London's transport network ground to a halt as train and bus workers held strikes over pay and conditions, the latest in a summer of labor market disputes as double-digit inflation eats into wages. Britain's financial watchdog has told firms offering 'buy now, pay later' loans to spell out the cost of late repayments to customers as the cost-of-living crisis intensifies.
Investors flooded social media platforms such as Reddit with criticism of Ryan Cohen's sale of his stake in Bed Bath & Beyond, blaming him for helping fuel a meme stock rally only to then walk away with a $60 million profit. The billionaire investor disclosed yesterday he had sold his 9.8% stake in the struggling home goods retailer.
A U.S. judge ordered Starbucks to reinstate seven employees at a Memphis, Tennessee, cafe who were allegedly fired for supporting a union organizing campaign, as the company seeks to halt pending nationwide union elections.
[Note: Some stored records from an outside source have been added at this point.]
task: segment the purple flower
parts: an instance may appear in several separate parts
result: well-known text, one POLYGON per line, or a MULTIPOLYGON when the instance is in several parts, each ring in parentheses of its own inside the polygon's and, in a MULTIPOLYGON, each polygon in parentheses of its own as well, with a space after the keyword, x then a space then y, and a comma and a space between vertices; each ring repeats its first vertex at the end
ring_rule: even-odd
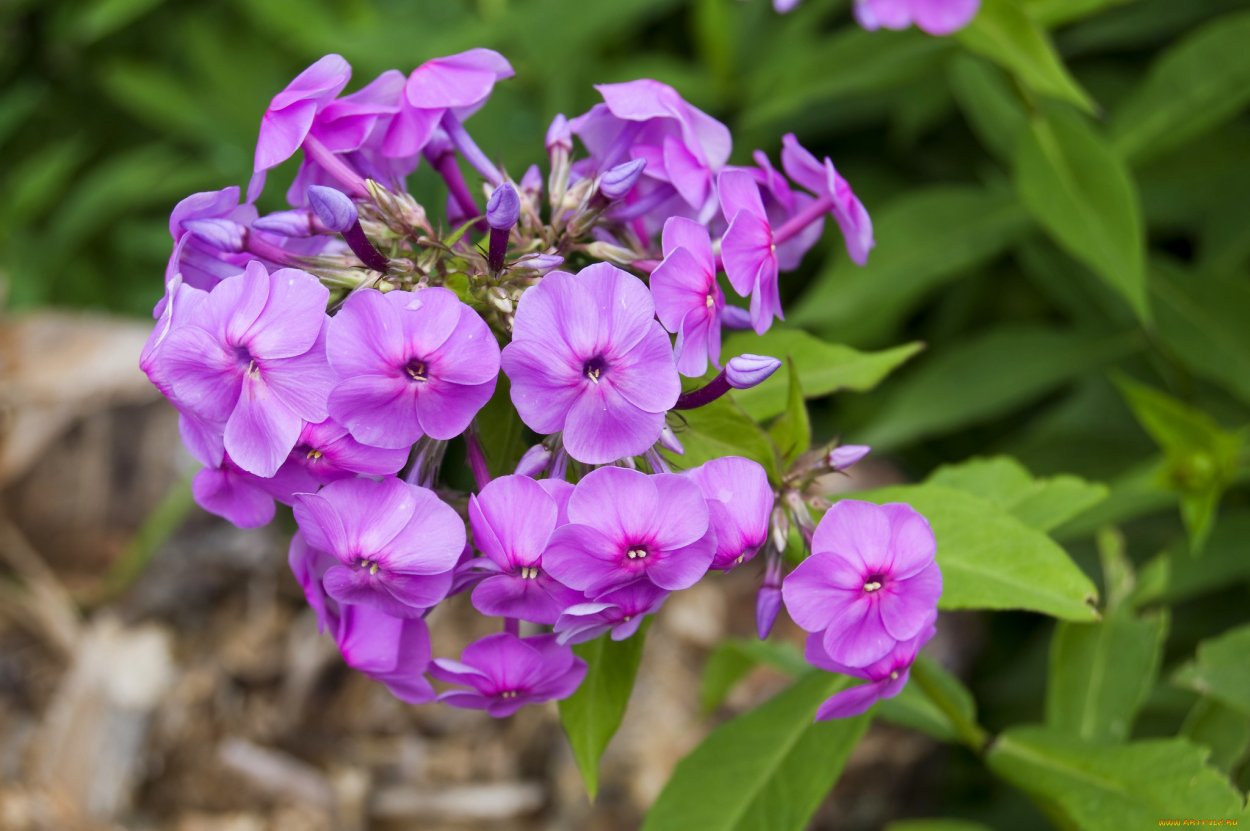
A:
POLYGON ((911 665, 916 661, 916 655, 936 632, 930 619, 929 624, 915 637, 900 641, 885 657, 865 667, 838 663, 825 651, 824 639, 820 635, 808 635, 804 652, 809 664, 828 672, 863 678, 868 682, 831 696, 816 711, 816 721, 857 716, 878 701, 898 695, 907 686, 908 674, 911 665))
POLYGON ((273 476, 304 422, 326 418, 328 299, 311 274, 270 274, 253 261, 189 309, 161 344, 174 402, 205 422, 224 422, 225 451, 249 473, 273 476))
POLYGON ((352 68, 341 55, 326 55, 305 69, 273 97, 260 120, 252 182, 247 201, 254 202, 265 185, 265 171, 295 155, 317 113, 338 97, 351 80, 352 68))
POLYGON ((517 304, 503 369, 512 403, 539 433, 563 431, 578 461, 646 452, 681 383, 647 287, 607 263, 553 271, 517 304))
POLYGON ((582 596, 543 570, 543 551, 559 521, 560 508, 541 483, 527 476, 501 476, 469 497, 473 541, 489 572, 473 590, 473 606, 484 615, 552 624, 582 596))
POLYGON ((577 483, 568 512, 543 565, 592 600, 637 581, 690 588, 716 553, 707 502, 684 476, 599 468, 577 483))
POLYGON ((643 619, 654 614, 668 599, 668 592, 653 583, 639 581, 605 593, 598 600, 569 606, 556 621, 560 643, 585 643, 604 632, 614 641, 633 636, 643 619))
POLYGON ((430 631, 421 618, 398 618, 374 606, 344 606, 334 633, 343 660, 363 672, 401 701, 434 700, 426 680, 430 664, 430 631))
MULTIPOLYGON (((331 419, 305 424, 268 491, 291 504, 294 494, 312 493, 340 479, 390 476, 408 461, 408 448, 372 447, 352 438, 347 429, 331 419)), ((238 523, 235 523, 236 525, 238 523)))
POLYGON ((936 551, 929 523, 909 505, 843 500, 782 583, 786 609, 823 633, 831 660, 866 667, 933 622, 942 593, 936 551))
POLYGON ((664 328, 677 335, 677 371, 702 377, 720 368, 720 315, 725 296, 716 285, 716 257, 707 228, 674 216, 664 223, 664 261, 651 272, 651 296, 664 328))
POLYGON ((829 451, 825 461, 830 469, 842 471, 853 467, 871 452, 872 448, 866 444, 841 444, 829 451))
POLYGON ((195 474, 191 493, 195 503, 239 528, 260 528, 274 515, 272 479, 253 476, 230 460, 195 474))
POLYGON ((466 646, 459 661, 435 658, 430 674, 468 687, 448 690, 439 701, 504 718, 526 704, 568 698, 586 677, 586 662, 554 635, 500 632, 466 646))
POLYGON ((869 31, 906 29, 915 23, 940 37, 971 23, 980 7, 981 0, 855 0, 855 18, 869 31))
POLYGON ((768 159, 768 154, 756 150, 752 158, 755 167, 746 168, 755 177, 760 186, 760 196, 764 200, 764 212, 774 228, 782 228, 791 219, 797 218, 801 227, 793 236, 777 240, 777 267, 781 271, 793 271, 803 262, 803 257, 816 243, 820 242, 825 231, 823 212, 818 212, 810 220, 810 208, 815 198, 806 193, 796 193, 790 182, 768 159))
POLYGON ((707 500, 716 532, 712 568, 729 571, 750 560, 768 539, 773 489, 759 463, 739 456, 712 459, 686 474, 707 500))
MULTIPOLYGON (((175 205, 169 214, 169 234, 174 238, 174 248, 165 268, 167 286, 175 274, 181 274, 186 285, 208 291, 227 277, 243 273, 252 255, 224 254, 187 227, 188 223, 194 227, 197 221, 212 219, 248 225, 256 219, 256 208, 239 204, 237 187, 193 193, 175 205)), ((157 306, 158 317, 163 309, 163 305, 157 306)))
POLYGON ((404 85, 399 113, 386 134, 388 156, 414 156, 430 142, 444 113, 458 121, 475 113, 497 81, 511 78, 512 65, 498 52, 470 49, 426 61, 404 85))
POLYGON ((486 322, 444 288, 354 292, 330 321, 334 420, 375 447, 452 439, 490 400, 499 346, 486 322))
POLYGON ((333 568, 338 560, 333 555, 312 548, 304 535, 299 531, 291 538, 291 547, 287 551, 287 564, 296 582, 304 590, 304 598, 317 616, 317 631, 336 632, 339 628, 339 604, 326 594, 321 584, 327 571, 333 568))
POLYGON ((326 593, 387 614, 419 617, 446 596, 464 524, 432 491, 398 479, 344 479, 295 497, 308 545, 332 554, 326 593))
POLYGON ((872 219, 850 184, 838 175, 828 156, 823 162, 817 160, 793 133, 787 133, 781 143, 781 165, 786 175, 816 195, 816 203, 808 210, 819 205, 831 212, 842 230, 851 260, 859 265, 868 262, 868 252, 874 245, 872 219))
POLYGON ((746 170, 720 175, 720 206, 729 227, 721 239, 725 275, 734 291, 751 298, 751 323, 763 334, 784 319, 777 286, 777 245, 755 177, 746 170))

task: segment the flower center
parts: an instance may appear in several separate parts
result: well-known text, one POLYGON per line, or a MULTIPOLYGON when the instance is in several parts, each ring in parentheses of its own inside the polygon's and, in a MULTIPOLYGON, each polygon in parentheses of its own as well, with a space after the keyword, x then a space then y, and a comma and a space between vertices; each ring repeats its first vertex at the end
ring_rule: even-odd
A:
POLYGON ((635 546, 625 552, 625 556, 631 560, 645 560, 647 559, 647 549, 642 548, 641 546, 635 546))
POLYGON ((875 591, 880 591, 881 586, 884 585, 884 583, 885 583, 885 575, 882 575, 882 574, 870 575, 868 579, 864 581, 864 591, 868 592, 869 594, 872 594, 875 591))
POLYGON ((538 579, 538 566, 521 566, 521 579, 522 580, 537 580, 538 579))
POLYGON ((716 298, 709 292, 707 296, 707 307, 710 309, 716 305, 716 298))
POLYGON ((364 557, 360 558, 360 567, 369 569, 370 574, 377 574, 379 568, 376 560, 366 560, 364 557))
POLYGON ((603 371, 608 368, 607 363, 601 356, 596 355, 586 362, 582 367, 582 375, 585 375, 596 384, 599 383, 599 376, 603 375, 603 371))
POLYGON ((314 447, 312 450, 309 450, 309 451, 308 451, 308 461, 310 461, 310 462, 315 462, 315 461, 317 461, 318 459, 320 459, 320 458, 321 458, 321 456, 322 456, 321 451, 320 451, 320 450, 318 450, 318 449, 317 449, 317 448, 315 448, 315 447, 314 447))
POLYGON ((430 380, 430 368, 426 366, 425 361, 412 361, 408 366, 404 367, 408 373, 408 377, 414 381, 430 380))
POLYGON ((499 693, 500 698, 508 699, 508 700, 516 698, 516 696, 517 696, 516 690, 504 690, 503 692, 499 693))
POLYGON ((894 670, 893 672, 891 672, 891 673, 890 673, 890 680, 891 680, 891 681, 897 681, 897 680, 898 680, 898 670, 897 670, 897 669, 896 669, 896 670, 894 670))

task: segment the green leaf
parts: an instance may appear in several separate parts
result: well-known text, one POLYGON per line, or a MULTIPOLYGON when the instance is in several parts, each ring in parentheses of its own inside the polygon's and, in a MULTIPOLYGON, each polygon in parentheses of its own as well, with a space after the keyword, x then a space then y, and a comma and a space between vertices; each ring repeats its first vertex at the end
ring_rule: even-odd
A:
POLYGON ((1039 326, 982 332, 894 382, 863 442, 893 448, 1005 415, 1135 345, 1131 334, 1039 326))
POLYGON ((924 694, 918 684, 909 683, 898 695, 879 702, 875 712, 883 721, 924 733, 939 742, 954 744, 959 741, 959 733, 950 718, 924 694))
POLYGON ((1201 557, 1192 556, 1186 545, 1176 545, 1147 563, 1138 577, 1133 602, 1139 606, 1182 603, 1250 582, 1247 539, 1250 539, 1250 513, 1243 511, 1221 517, 1201 557))
POLYGON ((803 655, 787 643, 754 638, 721 641, 708 656, 699 681, 703 712, 711 713, 719 707, 730 690, 758 666, 771 666, 791 676, 803 675, 811 669, 803 655))
POLYGON ((917 658, 911 667, 911 683, 942 713, 953 733, 974 752, 985 746, 986 732, 977 724, 977 705, 958 678, 935 661, 917 658))
POLYGON ((478 441, 486 454, 492 476, 504 476, 516 470, 517 462, 528 448, 525 425, 512 406, 508 377, 502 373, 495 393, 474 417, 478 441))
POLYGON ((1207 747, 1211 751, 1209 762, 1230 773, 1250 751, 1250 716, 1210 698, 1199 698, 1185 716, 1180 734, 1207 747))
POLYGON ((1151 276, 1163 342, 1190 372, 1250 405, 1250 285, 1240 276, 1188 272, 1162 263, 1151 276))
MULTIPOLYGON (((819 398, 838 390, 864 392, 881 383, 900 364, 923 348, 908 343, 880 352, 859 352, 809 335, 799 329, 774 326, 763 335, 737 332, 725 341, 725 355, 789 356, 798 370, 799 383, 808 398, 819 398)), ((748 415, 765 419, 786 409, 785 381, 773 374, 749 390, 736 390, 734 400, 748 415)), ((697 412, 697 411, 696 411, 697 412)))
POLYGON ((1074 112, 1038 115, 1021 136, 1015 176, 1021 200, 1054 241, 1149 323, 1137 189, 1102 136, 1074 112))
POLYGON ((976 18, 956 37, 1039 95, 1094 111, 1089 93, 1068 73, 1046 32, 1033 22, 1019 0, 984 0, 976 18))
POLYGON ((1073 621, 1097 620, 1098 591, 1050 537, 991 502, 940 485, 856 493, 870 502, 906 502, 937 537, 939 609, 1025 609, 1073 621))
POLYGON ((963 819, 905 819, 892 822, 885 831, 991 831, 988 825, 963 819))
POLYGON ((812 422, 807 415, 807 402, 803 400, 803 384, 795 369, 794 359, 786 358, 786 374, 790 376, 790 391, 786 395, 786 411, 777 417, 768 434, 781 453, 781 460, 789 466, 812 446, 812 422))
POLYGON ((935 289, 998 256, 1031 225, 1016 195, 1002 187, 906 192, 872 218, 877 247, 867 265, 844 254, 831 258, 787 309, 791 324, 852 343, 888 338, 935 289))
POLYGON ((1198 644, 1195 660, 1172 680, 1250 716, 1250 625, 1198 644))
POLYGON ((633 637, 623 641, 605 634, 573 647, 586 662, 586 678, 577 692, 560 702, 560 723, 592 800, 599 792, 599 759, 621 726, 634 691, 648 627, 649 621, 644 621, 633 637))
POLYGON ((1092 741, 1125 741, 1159 675, 1167 610, 1112 609, 1098 623, 1060 623, 1050 642, 1046 723, 1092 741))
POLYGON ((979 496, 1038 531, 1050 531, 1107 497, 1106 486, 1076 476, 1035 479, 1009 456, 943 465, 926 481, 979 496))
POLYGON ((1091 17, 1112 6, 1137 0, 1027 0, 1029 16, 1051 28, 1091 17))
POLYGON ((868 716, 813 723, 849 680, 813 672, 726 722, 677 763, 644 831, 801 829, 837 782, 868 716))
POLYGON ((1211 21, 1164 51, 1111 120, 1116 149, 1140 163, 1184 146, 1250 103, 1250 13, 1211 21))
POLYGON ((744 456, 763 465, 769 479, 780 479, 772 439, 728 395, 698 409, 670 413, 669 425, 686 452, 679 456, 665 450, 664 455, 682 470, 721 456, 744 456))
POLYGON ((1002 733, 990 769, 1083 831, 1154 828, 1172 817, 1234 818, 1241 795, 1184 739, 1108 745, 1040 727, 1002 733))
POLYGON ((1115 380, 1137 421, 1167 456, 1166 483, 1180 494, 1191 549, 1201 551, 1220 496, 1237 476, 1242 435, 1226 432, 1206 413, 1158 390, 1123 376, 1115 380))
MULTIPOLYGON (((968 126, 987 150, 1010 160, 1020 135, 1029 128, 1028 113, 1016 88, 1002 70, 973 55, 951 61, 949 74, 951 92, 968 126)), ((1018 202, 1013 200, 1013 204, 1018 202)))

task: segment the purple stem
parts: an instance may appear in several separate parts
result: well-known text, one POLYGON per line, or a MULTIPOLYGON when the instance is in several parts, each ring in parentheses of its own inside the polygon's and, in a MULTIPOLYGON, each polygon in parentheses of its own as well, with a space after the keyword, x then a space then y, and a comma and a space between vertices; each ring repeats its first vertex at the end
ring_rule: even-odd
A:
POLYGON ((338 180, 348 196, 354 196, 357 199, 369 198, 369 189, 365 187, 365 180, 360 177, 360 174, 343 161, 337 153, 332 152, 330 148, 311 135, 304 139, 304 153, 320 165, 322 170, 338 180))
POLYGON ((390 268, 391 261, 381 251, 374 248, 373 243, 369 242, 369 238, 365 236, 365 229, 360 227, 359 219, 343 232, 343 239, 347 240, 347 245, 352 249, 352 253, 359 257, 360 261, 368 268, 374 271, 381 271, 383 274, 390 268))
POLYGON ((261 237, 251 230, 247 232, 246 241, 243 247, 252 254, 271 263, 277 263, 283 266, 298 266, 299 261, 294 254, 287 251, 280 245, 274 245, 267 239, 261 237))
POLYGON ((833 207, 833 197, 829 194, 817 199, 794 216, 787 219, 782 226, 773 231, 773 245, 782 245, 792 237, 824 216, 833 207))
POLYGON ((490 250, 487 253, 486 260, 490 265, 492 274, 498 274, 503 270, 503 260, 508 253, 508 235, 510 233, 511 229, 508 228, 490 229, 490 250))
POLYGON ((473 481, 480 491, 490 484, 490 467, 486 464, 486 451, 477 437, 476 428, 470 427, 464 434, 464 443, 468 449, 469 469, 473 471, 473 481))
POLYGON ((492 187, 499 187, 503 184, 503 176, 499 173, 499 168, 491 163, 486 157, 482 149, 477 146, 473 138, 469 135, 469 131, 464 129, 464 125, 460 123, 460 119, 456 118, 451 110, 443 114, 443 129, 447 132, 447 137, 451 139, 451 143, 456 145, 456 149, 460 151, 460 155, 473 166, 482 178, 491 184, 492 187))
POLYGON ((469 186, 464 182, 464 174, 460 172, 460 165, 456 164, 456 154, 440 153, 434 157, 427 153, 425 158, 447 183, 447 191, 460 206, 461 213, 465 216, 481 216, 482 210, 473 200, 473 194, 469 193, 469 186))
POLYGON ((709 381, 706 386, 699 387, 697 390, 691 390, 678 398, 677 403, 673 405, 673 409, 697 409, 705 404, 711 404, 731 389, 732 387, 729 386, 729 379, 725 377, 725 373, 722 370, 721 373, 709 381))
POLYGON ((503 631, 509 635, 521 635, 521 620, 515 617, 506 617, 503 619, 503 631))

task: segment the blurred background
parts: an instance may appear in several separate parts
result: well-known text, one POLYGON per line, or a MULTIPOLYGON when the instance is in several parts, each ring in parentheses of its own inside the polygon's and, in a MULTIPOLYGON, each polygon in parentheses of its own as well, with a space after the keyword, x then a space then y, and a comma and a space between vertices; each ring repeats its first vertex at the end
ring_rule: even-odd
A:
MULTIPOLYGON (((700 672, 752 631, 758 574, 674 598, 592 806, 554 708, 493 722, 400 705, 317 636, 281 520, 239 531, 194 508, 173 411, 136 367, 168 213, 246 184, 265 105, 328 52, 354 89, 501 51, 516 77, 469 127, 516 176, 597 82, 672 84, 731 127, 737 163, 798 134, 852 183, 877 249, 858 269, 827 234, 783 278, 787 320, 861 349, 926 345, 814 411, 818 439, 876 448, 847 486, 994 454, 1104 482, 1111 498, 1056 534, 1097 577, 1091 532, 1124 531, 1153 580, 1142 602, 1172 606, 1165 677, 1244 620, 1246 467, 1211 447, 1250 421, 1250 3, 1003 3, 1053 42, 1073 86, 1052 97, 1085 109, 1094 156, 1114 162, 1075 166, 1078 203, 1096 222, 1110 200, 1145 230, 1146 324, 1096 257, 1073 256, 1017 150, 1031 118, 1077 108, 973 36, 863 32, 844 0, 786 16, 766 0, 0 0, 0 827, 633 828, 710 726, 785 682, 759 669, 703 712, 700 672), (1184 128, 1152 127, 1178 101, 1163 117, 1184 128), (1200 427, 1144 429, 1117 373, 1200 427), (1210 529, 1201 559, 1182 513, 1210 529)), ((413 192, 432 197, 424 172, 413 192)), ((435 654, 483 634, 467 604, 439 614, 435 654)), ((951 615, 932 649, 993 731, 1041 718, 1052 628, 951 615)), ((1196 698, 1160 685, 1137 733, 1175 733, 1196 698)), ((1224 759, 1243 789, 1244 749, 1224 759)), ((888 723, 815 827, 914 816, 1048 827, 967 751, 888 723)))

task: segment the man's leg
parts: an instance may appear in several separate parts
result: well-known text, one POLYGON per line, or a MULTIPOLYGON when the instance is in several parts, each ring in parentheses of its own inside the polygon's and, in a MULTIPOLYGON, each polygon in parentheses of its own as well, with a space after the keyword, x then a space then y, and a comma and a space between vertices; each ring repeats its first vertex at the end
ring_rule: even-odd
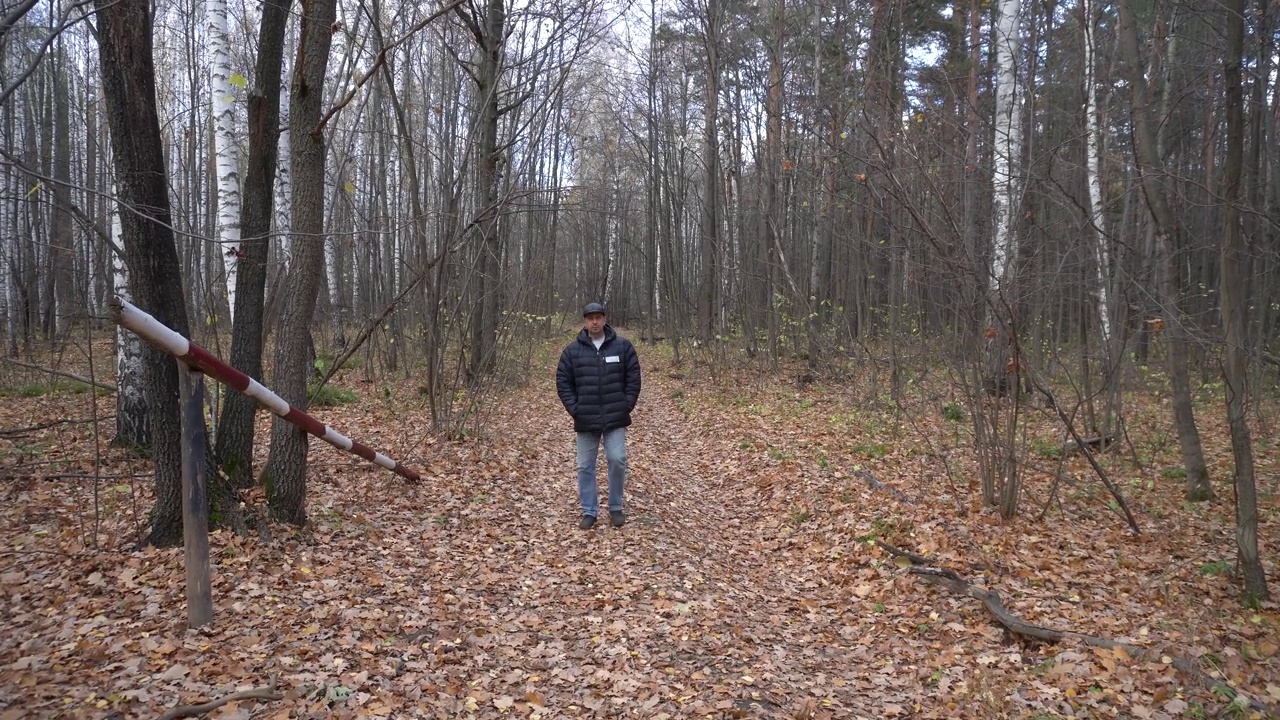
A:
POLYGON ((596 490, 596 456, 600 454, 600 434, 580 432, 578 447, 578 503, 582 514, 600 514, 600 496, 596 490))
POLYGON ((604 458, 609 463, 609 512, 622 512, 623 486, 627 479, 627 429, 604 434, 604 458))

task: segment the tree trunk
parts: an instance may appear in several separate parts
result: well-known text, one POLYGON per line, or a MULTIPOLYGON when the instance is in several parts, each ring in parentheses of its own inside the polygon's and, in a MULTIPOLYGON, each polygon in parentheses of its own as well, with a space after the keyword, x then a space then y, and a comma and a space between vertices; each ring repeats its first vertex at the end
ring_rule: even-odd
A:
MULTIPOLYGON (((301 10, 289 93, 293 267, 276 335, 272 384, 286 402, 305 410, 311 321, 324 274, 325 139, 319 122, 336 0, 303 0, 301 10)), ((271 451, 263 471, 272 516, 299 526, 307 521, 307 437, 302 428, 273 418, 271 451)))
MULTIPOLYGON (((213 112, 213 162, 217 182, 219 254, 226 272, 227 303, 234 322, 236 311, 236 271, 240 245, 240 172, 237 167, 235 137, 236 86, 231 80, 231 43, 227 35, 227 0, 207 0, 205 4, 209 50, 209 96, 213 112)), ((256 80, 255 80, 256 82, 256 80)), ((210 278, 212 280, 212 278, 210 278)), ((214 307, 220 307, 218 303, 214 307)), ((210 315, 213 315, 212 309, 210 315)))
POLYGON ((703 109, 704 194, 702 232, 699 236, 700 280, 698 288, 698 327, 704 342, 716 335, 719 314, 720 254, 720 142, 716 118, 720 114, 720 23, 723 11, 720 0, 707 0, 707 16, 703 41, 707 51, 706 104, 703 109))
MULTIPOLYGON (((1014 306, 1009 294, 1014 283, 1017 256, 1017 203, 1019 184, 1015 167, 1022 162, 1022 101, 1018 90, 1018 58, 1022 51, 1019 0, 1001 0, 995 28, 996 110, 995 110, 995 210, 992 219, 991 266, 992 307, 1014 306)), ((996 322, 1006 318, 994 319, 996 322)))
MULTIPOLYGON (((1227 157, 1223 166, 1222 199, 1226 204, 1222 228, 1220 276, 1222 327, 1226 348, 1222 379, 1226 392, 1227 424, 1231 428, 1231 456, 1235 460, 1236 552, 1244 577, 1246 600, 1256 605, 1269 598, 1267 576, 1258 554, 1258 491, 1254 482, 1253 439, 1245 419, 1248 397, 1248 288, 1250 257, 1240 234, 1241 165, 1244 159, 1244 94, 1241 60, 1244 48, 1244 0, 1226 0, 1226 56, 1222 78, 1226 91, 1227 157)), ((1256 81, 1255 81, 1256 82, 1256 81)))
MULTIPOLYGON (((778 320, 773 305, 775 292, 774 268, 777 267, 777 249, 782 247, 782 217, 779 185, 782 182, 782 43, 785 25, 786 0, 773 0, 771 41, 769 52, 769 85, 765 95, 765 154, 764 154, 764 227, 758 253, 760 274, 764 282, 760 288, 760 306, 769 328, 769 362, 778 365, 778 320)), ((796 298, 799 301, 799 298, 796 298)), ((800 312, 793 307, 793 312, 800 312)))
MULTIPOLYGON (((95 5, 129 289, 140 307, 175 332, 187 335, 187 309, 156 113, 150 3, 95 0, 95 5)), ((167 547, 182 542, 177 365, 164 351, 147 346, 143 375, 155 461, 156 504, 149 541, 167 547)))
POLYGON ((1097 47, 1094 43, 1093 1, 1084 0, 1080 6, 1084 27, 1084 126, 1085 126, 1085 184, 1089 188, 1089 233, 1094 238, 1095 297, 1097 299, 1098 330, 1101 334, 1103 367, 1111 366, 1111 253, 1107 247, 1105 217, 1102 209, 1101 136, 1098 132, 1098 91, 1094 81, 1094 65, 1097 47))
POLYGON ((501 79, 507 10, 504 0, 488 0, 484 28, 476 38, 480 46, 480 67, 476 73, 479 98, 480 138, 476 143, 476 212, 479 223, 480 248, 476 259, 476 304, 471 316, 472 379, 492 367, 496 359, 498 316, 501 312, 502 239, 498 233, 498 169, 502 150, 498 148, 498 83, 501 79))
MULTIPOLYGON (((111 214, 112 238, 120 243, 120 214, 111 214)), ((115 294, 133 302, 124 258, 111 254, 115 294)), ((151 454, 151 416, 143 384, 142 338, 116 326, 116 436, 111 444, 138 456, 151 454)))
MULTIPOLYGON (((262 379, 263 301, 267 284, 272 202, 279 158, 280 84, 290 0, 267 0, 258 31, 254 87, 249 93, 249 162, 240 206, 240 248, 236 258, 231 364, 262 379)), ((218 465, 237 487, 253 482, 254 415, 257 403, 230 393, 218 424, 218 465)))
POLYGON ((75 232, 71 208, 71 123, 67 77, 70 74, 67 54, 57 43, 53 54, 53 228, 49 234, 49 252, 53 273, 49 278, 54 292, 49 301, 56 308, 50 318, 52 330, 65 329, 73 315, 85 311, 84 302, 76 297, 75 232))
POLYGON ((1161 187, 1163 164, 1156 149, 1155 136, 1151 132, 1150 99, 1147 93, 1146 72, 1139 54, 1138 28, 1134 24, 1132 0, 1118 3, 1120 12, 1120 50, 1125 55, 1129 69, 1129 86, 1132 92, 1130 114, 1133 126, 1134 154, 1141 175, 1142 193, 1147 210, 1154 224, 1156 255, 1158 257, 1157 294, 1163 308, 1164 335, 1167 339, 1169 381, 1173 392, 1173 414, 1178 429, 1178 445, 1182 450, 1182 463, 1187 473, 1186 497, 1191 501, 1213 497, 1209 474, 1204 464, 1204 452, 1200 446, 1200 432, 1196 429, 1195 414, 1191 406, 1191 380, 1187 369, 1187 344, 1189 338, 1182 325, 1182 313, 1178 304, 1178 264, 1173 254, 1170 233, 1173 215, 1161 187))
A Shanghai court sentenced Chinese-Canadian billionaire Xiao Jianhua, not seen in public since 2017, to 13 years in jail and fined his Tomorrow Holdings conglomerate $8.1 billion, a record in China. Xiao and Tomorrow Holdings were charged with illegally siphoning away public deposits, betraying the use of entrusted property, and the illegal use of funds and bribery.